Tuesday, November 20, 2012

Great Ward

I have a pretty great ward.

For those of you in my ward (and stake) who read this...Thank You!

Thank you for loving me just the way I am. Thank you for trying to understand. Thanks for staying my friend and for not running away screaming. Or even running away silently. That means the world to me.

You have no idea how your friendship has helped me these last several months.

Thursday, November 8, 2012

Letting Others Adjust

Well, I just wanted to take a minute and followup on my post about Finding Peace in Truth, that I recently posted to my facebook for all to see who wished.

I wasn't sure exactly how well that would be received by some. It's always a risk to share something so personal, and in such a public way.

But I have to say I have been very pleasantly surprised. The responses I received from those who were willing to comment were absolutely positive, encouraging, full of love and understanding, and more importantly - acceptance.

I have received no negative reactions (at least to my face, and I guess that's good). ;) About the only thing I have noticed, is that a few (very few) people have seemed a little more "stand-off-ish". They still acknowledge me, and talk to me, but I can tell they are trying to deal with this new information, and aren't exactly sure how to.

I can accept and appreciate that.

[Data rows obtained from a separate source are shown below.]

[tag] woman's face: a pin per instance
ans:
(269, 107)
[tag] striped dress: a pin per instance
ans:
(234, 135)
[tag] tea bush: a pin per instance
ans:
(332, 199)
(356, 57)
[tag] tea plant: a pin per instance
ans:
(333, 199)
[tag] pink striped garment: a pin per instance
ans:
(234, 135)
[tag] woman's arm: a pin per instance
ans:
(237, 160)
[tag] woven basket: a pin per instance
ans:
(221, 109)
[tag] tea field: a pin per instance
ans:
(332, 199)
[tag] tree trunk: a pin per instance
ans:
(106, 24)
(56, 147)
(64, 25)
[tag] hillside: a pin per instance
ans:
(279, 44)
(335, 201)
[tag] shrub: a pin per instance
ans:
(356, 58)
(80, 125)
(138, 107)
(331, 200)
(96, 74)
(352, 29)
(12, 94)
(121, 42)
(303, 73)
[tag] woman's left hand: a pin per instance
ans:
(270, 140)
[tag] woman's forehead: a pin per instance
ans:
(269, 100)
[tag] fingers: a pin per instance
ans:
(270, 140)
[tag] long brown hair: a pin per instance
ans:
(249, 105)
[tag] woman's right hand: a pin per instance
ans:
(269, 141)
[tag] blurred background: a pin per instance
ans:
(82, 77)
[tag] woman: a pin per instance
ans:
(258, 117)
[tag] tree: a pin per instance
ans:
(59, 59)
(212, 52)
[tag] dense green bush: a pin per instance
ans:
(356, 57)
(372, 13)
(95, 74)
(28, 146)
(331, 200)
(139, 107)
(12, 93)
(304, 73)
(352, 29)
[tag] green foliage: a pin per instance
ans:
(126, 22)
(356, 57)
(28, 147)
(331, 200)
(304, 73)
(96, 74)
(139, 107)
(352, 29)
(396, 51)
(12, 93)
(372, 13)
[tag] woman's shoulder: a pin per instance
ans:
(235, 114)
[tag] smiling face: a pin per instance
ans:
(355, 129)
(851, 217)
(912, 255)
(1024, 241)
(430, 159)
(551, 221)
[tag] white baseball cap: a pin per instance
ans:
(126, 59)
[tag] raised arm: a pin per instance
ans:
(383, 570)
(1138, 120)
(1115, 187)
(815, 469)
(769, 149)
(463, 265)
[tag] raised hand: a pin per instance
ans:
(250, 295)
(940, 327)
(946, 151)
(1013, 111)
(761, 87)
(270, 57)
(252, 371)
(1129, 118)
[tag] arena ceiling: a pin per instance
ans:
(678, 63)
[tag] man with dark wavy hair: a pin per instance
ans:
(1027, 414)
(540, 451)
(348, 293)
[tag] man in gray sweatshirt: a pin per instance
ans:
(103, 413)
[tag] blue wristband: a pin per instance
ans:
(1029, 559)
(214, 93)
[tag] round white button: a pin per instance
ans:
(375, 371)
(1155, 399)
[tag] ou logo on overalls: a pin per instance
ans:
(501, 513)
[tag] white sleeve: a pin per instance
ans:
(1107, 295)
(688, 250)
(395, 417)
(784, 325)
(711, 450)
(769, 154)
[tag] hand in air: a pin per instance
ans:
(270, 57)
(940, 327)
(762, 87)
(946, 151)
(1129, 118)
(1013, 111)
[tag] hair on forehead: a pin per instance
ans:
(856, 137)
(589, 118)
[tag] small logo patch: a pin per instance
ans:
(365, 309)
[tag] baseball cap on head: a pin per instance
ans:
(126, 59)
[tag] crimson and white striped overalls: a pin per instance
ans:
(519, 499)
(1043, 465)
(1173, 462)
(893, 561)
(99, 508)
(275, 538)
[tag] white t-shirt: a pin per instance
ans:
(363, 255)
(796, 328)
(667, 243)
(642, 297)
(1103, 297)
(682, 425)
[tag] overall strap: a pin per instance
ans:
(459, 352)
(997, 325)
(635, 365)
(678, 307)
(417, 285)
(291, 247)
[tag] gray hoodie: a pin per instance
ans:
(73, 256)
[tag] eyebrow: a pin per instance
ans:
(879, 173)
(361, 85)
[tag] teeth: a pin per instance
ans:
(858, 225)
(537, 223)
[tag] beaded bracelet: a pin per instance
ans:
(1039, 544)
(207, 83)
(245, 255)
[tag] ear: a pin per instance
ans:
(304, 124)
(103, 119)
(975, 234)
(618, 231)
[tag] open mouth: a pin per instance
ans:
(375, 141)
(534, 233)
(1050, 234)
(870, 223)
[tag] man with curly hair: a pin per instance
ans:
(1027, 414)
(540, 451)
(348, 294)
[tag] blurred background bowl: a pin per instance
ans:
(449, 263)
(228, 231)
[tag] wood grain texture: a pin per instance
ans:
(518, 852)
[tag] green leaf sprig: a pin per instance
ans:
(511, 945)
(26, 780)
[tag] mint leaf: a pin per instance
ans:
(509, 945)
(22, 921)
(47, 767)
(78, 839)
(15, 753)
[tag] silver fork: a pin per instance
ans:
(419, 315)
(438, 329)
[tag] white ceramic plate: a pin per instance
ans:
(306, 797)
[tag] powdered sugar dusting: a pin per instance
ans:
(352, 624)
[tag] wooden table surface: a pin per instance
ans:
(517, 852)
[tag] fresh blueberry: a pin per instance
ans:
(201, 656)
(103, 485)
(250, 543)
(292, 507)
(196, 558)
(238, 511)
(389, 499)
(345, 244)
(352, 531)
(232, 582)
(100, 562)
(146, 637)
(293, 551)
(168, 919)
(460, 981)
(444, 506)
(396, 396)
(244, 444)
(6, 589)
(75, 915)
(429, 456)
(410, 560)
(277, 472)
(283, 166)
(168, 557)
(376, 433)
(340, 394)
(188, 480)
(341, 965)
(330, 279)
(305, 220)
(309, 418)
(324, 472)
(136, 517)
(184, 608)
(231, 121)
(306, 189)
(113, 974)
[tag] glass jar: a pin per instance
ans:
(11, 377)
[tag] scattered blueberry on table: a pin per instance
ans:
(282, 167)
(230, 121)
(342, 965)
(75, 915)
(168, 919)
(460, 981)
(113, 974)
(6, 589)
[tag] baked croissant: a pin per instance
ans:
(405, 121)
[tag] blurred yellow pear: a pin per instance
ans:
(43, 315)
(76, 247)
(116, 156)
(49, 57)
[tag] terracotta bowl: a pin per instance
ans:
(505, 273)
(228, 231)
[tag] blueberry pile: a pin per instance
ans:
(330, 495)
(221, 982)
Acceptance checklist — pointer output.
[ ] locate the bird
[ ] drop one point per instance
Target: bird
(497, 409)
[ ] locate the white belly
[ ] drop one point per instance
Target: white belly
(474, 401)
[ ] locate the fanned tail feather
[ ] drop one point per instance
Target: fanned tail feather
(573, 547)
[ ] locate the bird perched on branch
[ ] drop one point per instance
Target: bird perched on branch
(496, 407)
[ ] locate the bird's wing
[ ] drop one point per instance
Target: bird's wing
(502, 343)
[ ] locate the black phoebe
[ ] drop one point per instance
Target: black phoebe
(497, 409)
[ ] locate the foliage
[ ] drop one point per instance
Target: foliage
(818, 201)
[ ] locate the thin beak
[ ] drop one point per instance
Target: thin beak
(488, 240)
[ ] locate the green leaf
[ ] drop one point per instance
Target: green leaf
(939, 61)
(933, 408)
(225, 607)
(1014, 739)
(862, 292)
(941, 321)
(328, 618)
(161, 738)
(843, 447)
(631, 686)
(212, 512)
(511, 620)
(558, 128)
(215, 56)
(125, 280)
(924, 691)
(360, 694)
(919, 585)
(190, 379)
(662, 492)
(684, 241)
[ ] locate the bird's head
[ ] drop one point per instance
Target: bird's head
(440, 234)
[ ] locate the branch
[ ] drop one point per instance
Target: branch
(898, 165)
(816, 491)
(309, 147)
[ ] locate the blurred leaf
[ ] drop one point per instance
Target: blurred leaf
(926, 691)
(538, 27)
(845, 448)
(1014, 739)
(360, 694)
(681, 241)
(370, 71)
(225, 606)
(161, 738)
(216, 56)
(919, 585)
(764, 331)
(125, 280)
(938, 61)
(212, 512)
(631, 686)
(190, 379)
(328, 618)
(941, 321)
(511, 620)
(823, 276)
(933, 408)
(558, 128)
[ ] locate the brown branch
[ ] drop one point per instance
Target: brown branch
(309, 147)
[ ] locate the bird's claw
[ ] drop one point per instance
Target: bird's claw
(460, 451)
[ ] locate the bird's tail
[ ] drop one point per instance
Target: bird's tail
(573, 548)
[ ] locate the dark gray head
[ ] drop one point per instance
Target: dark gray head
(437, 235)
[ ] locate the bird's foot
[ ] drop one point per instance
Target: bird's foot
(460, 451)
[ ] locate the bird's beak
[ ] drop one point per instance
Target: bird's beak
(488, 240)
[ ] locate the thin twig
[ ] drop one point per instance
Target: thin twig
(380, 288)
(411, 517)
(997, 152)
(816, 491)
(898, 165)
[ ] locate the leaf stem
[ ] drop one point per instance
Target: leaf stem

When I first realized and accepted this little fact about myself, I was a bit stand-off-ish towards myself as well. :)  It took me a long time to truly accept that this was simply a part of who I was ... and I was still who I had always been. I think that is what's hard for some people - they've known me (and others who "come out") for so long, that with this new information that seems so unlikely, and so contrary to the way they've viewed me this whole time, that they somehow see me as a different person suddenly. And now have to reassess everything about who I am. When in reality, I have not changed one little bit. I'm still the same old me I've always been.

But still, for some it takes time. I'm actually more amazed by those who seem to not need any time to adjust to this new information. Truly, that is incredible.